The dispute between YES and Cablevision has gotten progressively worse over the past two months, with YES filing an antitrust suit against Cablevision last month.

"The YES Network knows, and can verify, that the only reason the YES Network is not being carried on Cablevision's systems is because Cablevision does not want YES competing with Cablevision's own sports services, MSG and Fox Sports New York," YES chairman Leo J. Hindery Jr. said.

"There is simply no other reason, for every other cable operator in the Greater New York area is today carrying the YES Network in basic," he added.

Cablevision took issue with Hindery's portrayal of the situation. "This is the latest YES Network attempt to pressure Cablevision into forcing all of our customers to pay $72 million per year to watch Yankee games on cable, whether they want to or not," according to a statement. "Not only is this proposed legislation pre-empted by federal law, but it also ignores Cablevision's fair and nondiscriminatory offers to the YES Network that have all been rejected by YES."

And the National Cable & Telecommunications Association took Cablevision's side: "The legislation introduced in New York is an improper intrusion into cable-programming-carriage decisions where Congress has decided that state regulation is inappropriate."


----------



## Scott Greczkowski (Mar 21, 2002)

God whats next? Laws so that all cable and satellite companies have to carry Al Sharpton's network?

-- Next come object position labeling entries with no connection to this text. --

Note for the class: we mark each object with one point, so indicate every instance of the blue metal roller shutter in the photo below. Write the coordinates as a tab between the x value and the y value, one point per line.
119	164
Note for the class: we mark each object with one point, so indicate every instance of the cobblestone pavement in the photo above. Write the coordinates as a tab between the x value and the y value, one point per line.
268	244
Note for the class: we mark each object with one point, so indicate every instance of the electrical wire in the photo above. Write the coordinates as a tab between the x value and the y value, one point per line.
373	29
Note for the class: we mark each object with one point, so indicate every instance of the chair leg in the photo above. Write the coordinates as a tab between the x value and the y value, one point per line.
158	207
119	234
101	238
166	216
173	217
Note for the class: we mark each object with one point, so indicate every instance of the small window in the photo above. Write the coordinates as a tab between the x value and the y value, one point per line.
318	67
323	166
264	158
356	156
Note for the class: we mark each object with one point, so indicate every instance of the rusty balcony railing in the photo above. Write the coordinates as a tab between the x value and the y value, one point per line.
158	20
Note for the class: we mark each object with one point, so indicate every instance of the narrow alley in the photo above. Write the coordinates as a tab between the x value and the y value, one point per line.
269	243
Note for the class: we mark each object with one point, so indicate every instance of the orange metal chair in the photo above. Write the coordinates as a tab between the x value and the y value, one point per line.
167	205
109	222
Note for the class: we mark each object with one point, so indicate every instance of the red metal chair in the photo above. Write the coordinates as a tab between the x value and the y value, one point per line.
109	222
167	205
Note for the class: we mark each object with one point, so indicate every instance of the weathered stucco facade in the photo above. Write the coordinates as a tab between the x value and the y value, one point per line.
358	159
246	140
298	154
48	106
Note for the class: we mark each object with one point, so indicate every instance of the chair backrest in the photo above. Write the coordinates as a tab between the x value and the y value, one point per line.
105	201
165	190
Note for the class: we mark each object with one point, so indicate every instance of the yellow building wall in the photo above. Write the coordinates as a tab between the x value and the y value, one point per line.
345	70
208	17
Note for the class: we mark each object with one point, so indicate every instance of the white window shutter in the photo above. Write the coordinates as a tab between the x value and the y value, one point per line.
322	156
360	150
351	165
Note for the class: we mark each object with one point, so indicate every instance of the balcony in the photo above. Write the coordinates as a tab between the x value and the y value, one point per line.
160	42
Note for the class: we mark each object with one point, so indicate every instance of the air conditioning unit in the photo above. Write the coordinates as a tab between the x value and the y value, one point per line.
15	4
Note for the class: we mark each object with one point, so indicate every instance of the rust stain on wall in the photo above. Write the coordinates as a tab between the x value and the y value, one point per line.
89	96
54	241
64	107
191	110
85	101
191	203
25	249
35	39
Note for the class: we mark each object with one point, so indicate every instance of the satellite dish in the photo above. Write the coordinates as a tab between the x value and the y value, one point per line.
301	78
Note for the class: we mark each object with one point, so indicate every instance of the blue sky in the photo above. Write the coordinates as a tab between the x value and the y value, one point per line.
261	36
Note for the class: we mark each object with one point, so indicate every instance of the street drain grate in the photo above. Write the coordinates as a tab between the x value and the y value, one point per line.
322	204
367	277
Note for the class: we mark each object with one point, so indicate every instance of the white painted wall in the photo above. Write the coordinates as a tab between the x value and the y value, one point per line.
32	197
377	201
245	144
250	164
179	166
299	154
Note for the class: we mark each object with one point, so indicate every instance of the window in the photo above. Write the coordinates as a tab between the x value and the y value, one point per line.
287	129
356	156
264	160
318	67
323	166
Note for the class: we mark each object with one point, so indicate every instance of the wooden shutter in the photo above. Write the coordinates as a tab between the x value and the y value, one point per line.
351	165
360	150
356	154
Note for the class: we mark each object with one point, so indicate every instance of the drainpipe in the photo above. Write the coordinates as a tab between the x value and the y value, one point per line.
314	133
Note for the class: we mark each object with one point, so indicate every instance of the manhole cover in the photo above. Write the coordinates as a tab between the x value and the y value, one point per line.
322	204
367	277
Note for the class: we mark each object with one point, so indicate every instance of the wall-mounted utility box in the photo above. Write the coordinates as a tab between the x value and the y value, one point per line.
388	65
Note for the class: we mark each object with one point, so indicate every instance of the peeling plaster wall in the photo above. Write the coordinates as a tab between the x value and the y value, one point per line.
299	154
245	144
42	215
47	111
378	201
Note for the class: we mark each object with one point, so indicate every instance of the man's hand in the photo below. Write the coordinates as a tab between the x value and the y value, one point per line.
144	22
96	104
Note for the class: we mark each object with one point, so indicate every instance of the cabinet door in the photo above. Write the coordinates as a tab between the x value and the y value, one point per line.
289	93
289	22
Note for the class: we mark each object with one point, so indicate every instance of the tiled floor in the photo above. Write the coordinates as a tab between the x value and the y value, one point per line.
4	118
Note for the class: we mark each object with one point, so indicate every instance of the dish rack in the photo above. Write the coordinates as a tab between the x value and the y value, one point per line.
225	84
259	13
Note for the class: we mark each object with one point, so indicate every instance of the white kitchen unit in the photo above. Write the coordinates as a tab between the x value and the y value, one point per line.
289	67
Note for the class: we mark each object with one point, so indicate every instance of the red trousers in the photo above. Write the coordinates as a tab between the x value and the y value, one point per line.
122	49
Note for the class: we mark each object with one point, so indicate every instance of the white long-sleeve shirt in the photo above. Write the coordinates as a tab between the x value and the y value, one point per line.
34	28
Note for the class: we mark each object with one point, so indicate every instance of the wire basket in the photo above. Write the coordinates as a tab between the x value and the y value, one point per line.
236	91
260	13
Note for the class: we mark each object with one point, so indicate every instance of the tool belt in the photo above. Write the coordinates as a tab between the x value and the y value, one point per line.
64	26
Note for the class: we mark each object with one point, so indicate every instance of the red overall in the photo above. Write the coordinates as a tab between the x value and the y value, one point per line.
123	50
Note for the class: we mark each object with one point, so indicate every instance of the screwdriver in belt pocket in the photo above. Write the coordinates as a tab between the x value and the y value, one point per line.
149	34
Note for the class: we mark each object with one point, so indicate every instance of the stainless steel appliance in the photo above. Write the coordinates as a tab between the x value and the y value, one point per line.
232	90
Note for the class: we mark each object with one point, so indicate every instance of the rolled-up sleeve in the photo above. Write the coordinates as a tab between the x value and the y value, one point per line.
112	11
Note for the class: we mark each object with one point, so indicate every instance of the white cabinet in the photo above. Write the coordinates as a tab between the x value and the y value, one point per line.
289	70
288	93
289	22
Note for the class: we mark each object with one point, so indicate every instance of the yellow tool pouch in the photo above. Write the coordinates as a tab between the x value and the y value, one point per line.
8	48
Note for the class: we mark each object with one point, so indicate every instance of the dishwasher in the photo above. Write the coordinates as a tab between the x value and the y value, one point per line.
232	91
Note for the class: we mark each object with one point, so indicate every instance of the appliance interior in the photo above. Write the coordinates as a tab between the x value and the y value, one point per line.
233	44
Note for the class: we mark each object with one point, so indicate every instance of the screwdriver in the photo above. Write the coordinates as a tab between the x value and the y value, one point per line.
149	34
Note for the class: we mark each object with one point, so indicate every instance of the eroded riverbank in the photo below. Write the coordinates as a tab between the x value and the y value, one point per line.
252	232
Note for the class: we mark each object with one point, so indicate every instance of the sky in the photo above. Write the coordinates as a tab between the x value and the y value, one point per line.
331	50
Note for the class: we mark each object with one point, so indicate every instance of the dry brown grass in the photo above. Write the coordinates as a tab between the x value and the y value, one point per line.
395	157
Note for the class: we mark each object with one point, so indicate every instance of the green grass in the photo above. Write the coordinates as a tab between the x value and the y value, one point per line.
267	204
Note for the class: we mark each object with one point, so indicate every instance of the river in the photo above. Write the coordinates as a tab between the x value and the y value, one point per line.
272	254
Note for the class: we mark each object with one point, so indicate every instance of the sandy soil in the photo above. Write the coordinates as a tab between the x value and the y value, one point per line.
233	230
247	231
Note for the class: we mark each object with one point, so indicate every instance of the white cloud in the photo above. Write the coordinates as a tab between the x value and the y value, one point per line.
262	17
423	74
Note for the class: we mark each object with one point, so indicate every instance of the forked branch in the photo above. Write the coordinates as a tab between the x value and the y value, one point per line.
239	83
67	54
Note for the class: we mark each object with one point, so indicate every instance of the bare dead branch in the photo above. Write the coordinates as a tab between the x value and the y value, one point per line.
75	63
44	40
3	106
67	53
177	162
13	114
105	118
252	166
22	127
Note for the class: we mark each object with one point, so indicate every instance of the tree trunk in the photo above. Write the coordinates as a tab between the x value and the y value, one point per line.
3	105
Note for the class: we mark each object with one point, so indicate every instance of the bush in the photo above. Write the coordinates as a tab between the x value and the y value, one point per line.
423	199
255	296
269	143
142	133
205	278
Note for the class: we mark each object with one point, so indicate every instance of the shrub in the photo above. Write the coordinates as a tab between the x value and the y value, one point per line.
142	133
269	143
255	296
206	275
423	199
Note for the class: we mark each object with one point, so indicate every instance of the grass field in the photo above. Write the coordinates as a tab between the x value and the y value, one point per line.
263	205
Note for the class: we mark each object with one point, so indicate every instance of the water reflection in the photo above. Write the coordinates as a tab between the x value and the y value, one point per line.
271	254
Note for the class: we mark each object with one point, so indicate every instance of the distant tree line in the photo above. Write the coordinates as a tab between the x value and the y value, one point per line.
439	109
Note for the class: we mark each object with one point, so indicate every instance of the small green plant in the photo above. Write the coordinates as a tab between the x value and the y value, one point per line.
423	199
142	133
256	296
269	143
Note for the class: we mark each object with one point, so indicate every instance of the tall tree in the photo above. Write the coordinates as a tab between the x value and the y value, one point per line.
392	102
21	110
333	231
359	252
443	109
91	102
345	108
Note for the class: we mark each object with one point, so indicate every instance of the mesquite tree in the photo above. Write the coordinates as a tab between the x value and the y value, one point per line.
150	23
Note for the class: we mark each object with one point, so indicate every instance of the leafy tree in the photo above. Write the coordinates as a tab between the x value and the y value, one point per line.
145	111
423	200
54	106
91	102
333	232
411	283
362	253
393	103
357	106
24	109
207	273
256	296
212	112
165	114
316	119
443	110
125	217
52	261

Give me a break! No one should be forced to carry channels they don't want to pay for.


----------



## lee635 (Apr 17, 2002)

But what about channels that many people want but the incumbent carrier refuses to carry on equitable terms? Cable is still a monopoly and I think it's not a bad thing that legislators respond to angry constituents. After all they're elected to represent us.


----------



## Mark Holtz (Mar 23, 2002)

> _Originally posted by Scott Greczkowski _
> 
> Several New York state lawmakers introduced legislation Tuesday intended to force Cablevision Systems Corp.'s hand and make it carry Yankees Entertainment & Sports Network on its basic tier.


:thats: Some is definately smoking crack.

Okay, someone show me in the constitution that we have an unalienable right to a particular channel. :rotfl: This was a business decision based upon the high cost of the channel ($1.85 per subscriber) and perhaps a bit of spite over Cablevision's ownership of MSG. It has already been documented in several media stories that Cablevision did make several offers of compromise, but was flatly rejected. Furthermore, Cablevision can demonstrate that they have lost business because of this decision, yet can also point out that an alternative exists in the form of DirecTV.

Why don't they go after Dish as well? After all, they rejected YES as well, and even gave out numbers to competitors.

Here's hoping for a nice, long baseball strike. Then, the fans can picket the ballparks saying that both owners and players are unfair to fans. Maybe this will be the final nail in the coffin that was once America's pasttime.


----------



## lee635 (Apr 17, 2002)

> _Originally posted by Z'Loth _
> *
> Why don't they go after Dish as well? After all, they rejected YES as well, and even gave out numbers to competitors.
> *


Because Dish isn't the incumbent cable franchise in the area. That's like saying that because we have cell phones, there's no need to regulate land line telephones.

Anyway, I like a good scrap; about time those legislators did something other than go to lunch, scratch each other's backs and collect a check.


----------



## Kevin (Mar 27, 2002)

If a cable/satellite provider doesn't want to carry a channel, they don't have to! There's nothing in the Constitution or any law that says that it's a natural right to have Yankees games available at no extra cost. I have a feeling that this court case will get nowhere at all!


----------



## Chardo (Apr 11, 2002)

> _Originally posted by Kevin _
> *If a cable/satellite provider doesn't want to carry a channel, they don't have to! There's nothing in the Constitution or any law that says that it's a natural right to have Yankees games available at no extra cost. I have a feeling that this court case will get nowhere at all! *


Of course it's not in the Constitution, but we do have antitrust laws banning anticompetitive practices. Cablevision owns 2 regional sports networks (MSG + Fox Sports NY), and is refusing to air a competitor. Also, YES is controlled by YankeesNets, which also owns the Nets and Devils. YES Network will be airing these teams when their current broadcast contracts (with Cablevision-owned FSNY) end. Cablevision owns the Knicks and Rangers. By not carrying YES, they are refusing to air the games of the teams they don't own, in favor of the ones they do own. It's not just sports, either. They refuse to carry Robert Redford's Sundance Channel because they own Independent Film Channel.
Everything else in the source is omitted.